ESPN's Erin Andrews recently filed a civil lawsuit for invasion of privacy, negligence, and emotional distress against a Marriott hotel in Nashville and the peeping tom who filmed her through a hotel room peephole seeking a total of $10 million in damages. The perpetrator himself is already serving 2-1/2 years in federal prison for his misdeeds.
Reuters reports that...
According to the lawsuit, Andrews said the hotel was guilty of negligence for, among other things, allowing Barrett to know that Andrews was staying in the hotel and then allowing him to book a room next to her own. Andrews was in Nashville to cover a Vanderbilt University football game.
She also said the hotel was negligent for failing to discover Barrett altered the peephole of the plaintiff's hotel room door, allowing the videos to be taken.
The suit said the videotaping and posting of the nude images continues to cause Andrews "great emotional distress and embarrassment."Presumably hotels around the country have retrofitted the peepholes to prevent this kind of sick activity from happening again to anyone.
The hotel room video went viral on the Internet as everyone probably remembers. In May 2010, Elisabeth Hasselback of The View got into a lot of trouble for saying that the convicted stalker could have avoided jail and seen almost as much of Andrews just by watching her on Dancing with the Stars. Hasselback apologized on air the next day.

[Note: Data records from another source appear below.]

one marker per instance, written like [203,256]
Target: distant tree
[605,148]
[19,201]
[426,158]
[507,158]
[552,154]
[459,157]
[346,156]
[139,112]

Here are Hasselback's original remarks followed by what appears to be a heartfelt apology:
Hasselback, who parlayed a near-win on the second season of Survivor into a talk show career, is the token conservative on The View, which puts her under a lot of unfair pressure even on a good day. Despite the resources that she can likely command for prep work, however, Hasselback is sadly seldom able to effectively refute the usual liberal claptrap (based on the footage we've seen on the Internet) from all the other regulars on that show on a daily basis when the subject under discussion is politics.
In this particular instance, she stumbled into the minefield of political correctness that goes well beyond the usual partisan ideological conflicts (and during which one of the other panelists indicates that it's okay to be half naked if you're being paid).
For some reason, Eric Bolling of FNC'sThe Five described Hasselbeck as "so smart" in a November broadcast, which makes us glad Bolling is not managing our stock portfolio.
Irrespective of her lackluster debating skills, were Hasselback's original comments out of line? Or was she saying what others might have been thinking at the time?